In this work, we extend on our previously developed methods of personalized prognosis. Our primary single variable classifier is the one-dimensional data-driven grouping (1D-DDg) method, which stratifies a cohort of patients into two survival significant subgroups: low or high-risk. The 1D-DDg method itself is optimized, i.e. for a single variable permissible domain, it identifies a cut-off value that splits the domain into low and high sub-domains and, subsequently, the patient cohort into two distinct subgroups with the most statistically significant Wald’s test p-value.

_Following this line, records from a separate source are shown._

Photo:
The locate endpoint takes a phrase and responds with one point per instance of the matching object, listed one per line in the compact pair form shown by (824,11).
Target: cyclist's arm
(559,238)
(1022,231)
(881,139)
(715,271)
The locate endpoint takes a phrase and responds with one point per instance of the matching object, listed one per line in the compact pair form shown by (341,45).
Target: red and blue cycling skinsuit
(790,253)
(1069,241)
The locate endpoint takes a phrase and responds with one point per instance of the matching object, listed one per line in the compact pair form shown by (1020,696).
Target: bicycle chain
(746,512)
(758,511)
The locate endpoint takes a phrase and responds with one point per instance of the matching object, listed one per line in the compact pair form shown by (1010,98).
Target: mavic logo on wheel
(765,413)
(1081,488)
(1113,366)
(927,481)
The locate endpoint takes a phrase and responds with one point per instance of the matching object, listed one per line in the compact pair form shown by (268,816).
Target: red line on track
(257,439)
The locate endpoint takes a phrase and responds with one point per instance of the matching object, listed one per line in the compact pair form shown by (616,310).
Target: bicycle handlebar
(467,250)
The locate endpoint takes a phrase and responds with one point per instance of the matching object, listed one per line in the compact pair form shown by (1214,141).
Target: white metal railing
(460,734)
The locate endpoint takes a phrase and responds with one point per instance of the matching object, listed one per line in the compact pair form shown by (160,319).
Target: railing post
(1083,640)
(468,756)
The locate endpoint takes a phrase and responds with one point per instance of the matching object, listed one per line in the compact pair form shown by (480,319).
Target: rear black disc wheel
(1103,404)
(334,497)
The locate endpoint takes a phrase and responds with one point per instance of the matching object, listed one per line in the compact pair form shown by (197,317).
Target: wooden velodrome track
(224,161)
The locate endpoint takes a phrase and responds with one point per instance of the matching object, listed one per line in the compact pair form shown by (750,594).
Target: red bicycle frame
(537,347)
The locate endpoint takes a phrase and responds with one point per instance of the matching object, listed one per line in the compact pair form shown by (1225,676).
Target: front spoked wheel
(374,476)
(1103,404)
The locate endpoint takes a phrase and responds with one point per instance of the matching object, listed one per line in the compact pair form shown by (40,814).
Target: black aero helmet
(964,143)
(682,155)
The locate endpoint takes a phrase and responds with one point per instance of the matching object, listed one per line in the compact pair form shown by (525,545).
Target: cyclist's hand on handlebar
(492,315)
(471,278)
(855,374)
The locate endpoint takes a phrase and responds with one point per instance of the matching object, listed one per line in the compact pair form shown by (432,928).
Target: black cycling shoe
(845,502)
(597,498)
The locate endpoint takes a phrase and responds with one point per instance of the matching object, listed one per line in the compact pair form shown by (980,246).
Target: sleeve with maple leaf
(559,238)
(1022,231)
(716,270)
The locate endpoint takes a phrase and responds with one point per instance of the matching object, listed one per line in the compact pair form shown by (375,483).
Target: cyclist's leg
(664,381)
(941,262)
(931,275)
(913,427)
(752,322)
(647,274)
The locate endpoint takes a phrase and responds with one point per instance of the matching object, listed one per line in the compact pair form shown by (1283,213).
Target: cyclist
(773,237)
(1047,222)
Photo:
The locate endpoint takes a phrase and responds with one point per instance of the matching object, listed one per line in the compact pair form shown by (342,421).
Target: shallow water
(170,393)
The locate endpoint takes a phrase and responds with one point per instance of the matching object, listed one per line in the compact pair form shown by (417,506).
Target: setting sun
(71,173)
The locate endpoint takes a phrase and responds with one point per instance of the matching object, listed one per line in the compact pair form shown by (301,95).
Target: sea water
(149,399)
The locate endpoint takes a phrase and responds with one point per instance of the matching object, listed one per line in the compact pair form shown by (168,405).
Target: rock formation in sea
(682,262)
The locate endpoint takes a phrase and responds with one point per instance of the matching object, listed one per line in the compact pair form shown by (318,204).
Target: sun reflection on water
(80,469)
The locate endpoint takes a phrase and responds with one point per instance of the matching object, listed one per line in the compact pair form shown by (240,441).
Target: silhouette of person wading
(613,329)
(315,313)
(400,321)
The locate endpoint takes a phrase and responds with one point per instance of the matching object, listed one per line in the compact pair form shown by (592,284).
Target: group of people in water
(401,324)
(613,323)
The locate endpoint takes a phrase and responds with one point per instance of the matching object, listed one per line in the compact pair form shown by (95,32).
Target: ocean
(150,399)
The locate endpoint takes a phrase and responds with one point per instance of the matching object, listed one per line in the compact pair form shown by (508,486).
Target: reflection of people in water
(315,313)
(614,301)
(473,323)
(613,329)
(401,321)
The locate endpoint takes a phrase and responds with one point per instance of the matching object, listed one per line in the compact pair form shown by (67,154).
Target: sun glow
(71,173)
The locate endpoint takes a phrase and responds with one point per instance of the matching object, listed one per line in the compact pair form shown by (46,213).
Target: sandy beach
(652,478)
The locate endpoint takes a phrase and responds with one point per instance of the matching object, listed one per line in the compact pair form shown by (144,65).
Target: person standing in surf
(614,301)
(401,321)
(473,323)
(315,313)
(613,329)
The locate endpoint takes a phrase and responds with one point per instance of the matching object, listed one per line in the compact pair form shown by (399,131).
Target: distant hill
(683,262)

During the process of identifying prognostic significant variables, the 1D-DDg method should be considered a complementary approach to methods which utilizes the whole permission domain (range) of the continuous expression values5. In many analyses such as regression or correlation, it would be beneficial to analyze the continuous variable values with respect to the dependent variable. However for prognosis analysis where dependent variable, i.e. prognostic outcomes (low or high risk) is normally not known a priori, the 1D-DDg method could be a reasonable first step. The 1D-DDg 1) identifies an optimal cutoff value of the predictor and 2) to assign patients to low or high risk depending on whether the patients’ predictor expression value lie on the leftwards or rightwards of the optimal cutoff value and the pattern of association. In particular, dichotomization based on a pre-specified cut-point is common in many areas of clinical research or clinical diagnosis, where patients are routinely diagnosed based on the category of his/her measurement13. It is also expected that the model derived from 1D-DDg would yield easily understandable and useful cut-points, potentially with clinical applications.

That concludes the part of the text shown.